Devant les conseillers du Conseil national de la transition (CNT), le Premier ministre Bah Oury a dévoilé une vision ambitieuse pour le développement du secteur agricole. Entre investissements massifs, réformes structurelles et modernisation des pratiques, le gouvernement entend faire de l’agriculture un levier central de la transformation économique de la Guinée.
Lors de la présentation de sa déclaration de politique générale, le Premier ministre a mis en lumière les priorités de son gouvernement dans les domaines de l’agriculture, de l’industrie alimentaire et du commerce. Une feuille de route ambitieuse qui prévoit la mise en œuvre de 32 mégaprojets et de 10 réformes, pour un volume global d’investissements estimé à 65 milliards de dollars.

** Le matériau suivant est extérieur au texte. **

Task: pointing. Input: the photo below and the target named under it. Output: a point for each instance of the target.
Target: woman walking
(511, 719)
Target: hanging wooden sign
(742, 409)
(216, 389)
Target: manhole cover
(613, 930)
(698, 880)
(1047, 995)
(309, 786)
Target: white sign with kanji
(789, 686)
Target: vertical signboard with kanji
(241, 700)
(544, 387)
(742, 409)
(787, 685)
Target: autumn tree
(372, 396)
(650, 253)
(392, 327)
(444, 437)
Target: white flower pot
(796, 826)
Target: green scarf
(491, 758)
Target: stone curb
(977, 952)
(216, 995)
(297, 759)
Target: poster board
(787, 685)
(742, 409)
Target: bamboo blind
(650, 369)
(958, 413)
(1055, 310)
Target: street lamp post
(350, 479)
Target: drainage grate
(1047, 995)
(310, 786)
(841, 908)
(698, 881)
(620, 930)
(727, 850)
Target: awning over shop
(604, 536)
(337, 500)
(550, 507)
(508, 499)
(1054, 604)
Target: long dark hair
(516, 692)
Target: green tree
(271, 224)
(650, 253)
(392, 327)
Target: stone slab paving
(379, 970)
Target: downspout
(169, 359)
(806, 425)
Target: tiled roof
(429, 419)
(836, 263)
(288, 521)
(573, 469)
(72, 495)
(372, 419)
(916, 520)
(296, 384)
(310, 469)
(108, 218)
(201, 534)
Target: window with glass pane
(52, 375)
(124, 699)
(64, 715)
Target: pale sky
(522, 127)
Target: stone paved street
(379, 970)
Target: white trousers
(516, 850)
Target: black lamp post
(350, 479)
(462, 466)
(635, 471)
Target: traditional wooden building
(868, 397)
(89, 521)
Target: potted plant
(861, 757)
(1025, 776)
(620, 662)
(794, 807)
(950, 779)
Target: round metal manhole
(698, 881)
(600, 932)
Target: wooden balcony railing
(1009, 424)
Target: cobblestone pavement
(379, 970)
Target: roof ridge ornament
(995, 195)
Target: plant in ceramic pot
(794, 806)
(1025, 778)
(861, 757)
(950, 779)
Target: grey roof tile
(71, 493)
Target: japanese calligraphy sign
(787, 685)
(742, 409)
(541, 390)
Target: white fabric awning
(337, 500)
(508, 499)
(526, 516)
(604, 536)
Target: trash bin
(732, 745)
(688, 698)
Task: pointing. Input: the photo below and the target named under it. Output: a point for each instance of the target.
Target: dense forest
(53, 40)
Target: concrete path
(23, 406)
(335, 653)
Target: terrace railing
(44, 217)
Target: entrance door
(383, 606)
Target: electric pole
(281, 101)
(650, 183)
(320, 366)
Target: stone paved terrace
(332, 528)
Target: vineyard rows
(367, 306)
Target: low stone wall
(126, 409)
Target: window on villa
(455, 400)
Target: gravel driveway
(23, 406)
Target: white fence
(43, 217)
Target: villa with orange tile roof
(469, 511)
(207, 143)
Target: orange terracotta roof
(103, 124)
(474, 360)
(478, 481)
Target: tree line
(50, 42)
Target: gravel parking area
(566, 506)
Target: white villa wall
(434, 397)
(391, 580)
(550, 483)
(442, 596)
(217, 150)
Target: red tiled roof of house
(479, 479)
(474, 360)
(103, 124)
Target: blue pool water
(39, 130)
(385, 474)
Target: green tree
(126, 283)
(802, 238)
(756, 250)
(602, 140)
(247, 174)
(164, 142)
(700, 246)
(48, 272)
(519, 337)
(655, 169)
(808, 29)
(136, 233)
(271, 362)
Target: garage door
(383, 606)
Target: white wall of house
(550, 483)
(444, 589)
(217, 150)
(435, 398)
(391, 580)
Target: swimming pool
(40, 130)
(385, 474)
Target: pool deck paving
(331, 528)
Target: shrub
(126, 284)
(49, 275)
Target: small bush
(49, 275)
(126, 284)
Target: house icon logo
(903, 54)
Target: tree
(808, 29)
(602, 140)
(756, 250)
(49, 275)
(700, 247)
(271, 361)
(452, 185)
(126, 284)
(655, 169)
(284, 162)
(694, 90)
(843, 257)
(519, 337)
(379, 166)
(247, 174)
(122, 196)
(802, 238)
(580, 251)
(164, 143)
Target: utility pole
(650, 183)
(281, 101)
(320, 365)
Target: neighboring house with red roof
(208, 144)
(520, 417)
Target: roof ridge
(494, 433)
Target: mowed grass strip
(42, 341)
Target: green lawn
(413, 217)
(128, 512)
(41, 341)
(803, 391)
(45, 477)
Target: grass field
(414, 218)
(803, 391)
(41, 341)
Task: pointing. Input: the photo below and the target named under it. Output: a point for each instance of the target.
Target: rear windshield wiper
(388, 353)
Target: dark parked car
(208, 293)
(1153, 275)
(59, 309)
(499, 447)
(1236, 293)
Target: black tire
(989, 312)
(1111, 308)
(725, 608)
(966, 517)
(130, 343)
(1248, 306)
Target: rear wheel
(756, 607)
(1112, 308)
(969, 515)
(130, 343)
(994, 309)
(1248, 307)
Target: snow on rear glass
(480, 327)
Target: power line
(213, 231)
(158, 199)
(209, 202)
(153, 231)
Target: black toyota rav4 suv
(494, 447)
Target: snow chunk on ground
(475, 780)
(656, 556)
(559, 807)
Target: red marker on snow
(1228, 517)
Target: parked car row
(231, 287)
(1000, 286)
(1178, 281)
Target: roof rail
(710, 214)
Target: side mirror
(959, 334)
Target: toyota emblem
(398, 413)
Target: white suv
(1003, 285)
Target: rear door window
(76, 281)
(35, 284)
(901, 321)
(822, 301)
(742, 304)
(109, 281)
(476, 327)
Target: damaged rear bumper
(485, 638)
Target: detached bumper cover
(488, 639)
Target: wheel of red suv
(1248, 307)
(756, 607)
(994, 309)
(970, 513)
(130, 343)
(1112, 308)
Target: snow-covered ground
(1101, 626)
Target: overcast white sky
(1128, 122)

Dans son intervention, le chef du gouvernement a souligné que dans le domaine de l’agriculture, de l’industrie alimentaire et du commerce, “il est prévu 32 mégaprojets et 10 réformes, pour un volume d’investissements de 65 milliards de dollars”, marquant ainsi la volonté des autorités de donner une nouvelle impulsion à ce secteur stratégique.
Cette orientation s’inscrit dans la continuité des efforts déjà engagés. À ce titre, selon lui, “45 000 promoteurs agricoles ont été accompagnés, dont 60 % de femmes, tandis que 298,5 milliards GNF ont été mobilisés via le Fonds de développement agricole (FODA) et le Programme de développement de l’agriculture commerciale en Guinée (PDACG), en complément de 500 millions de dollars pour vingt projets et programmes”.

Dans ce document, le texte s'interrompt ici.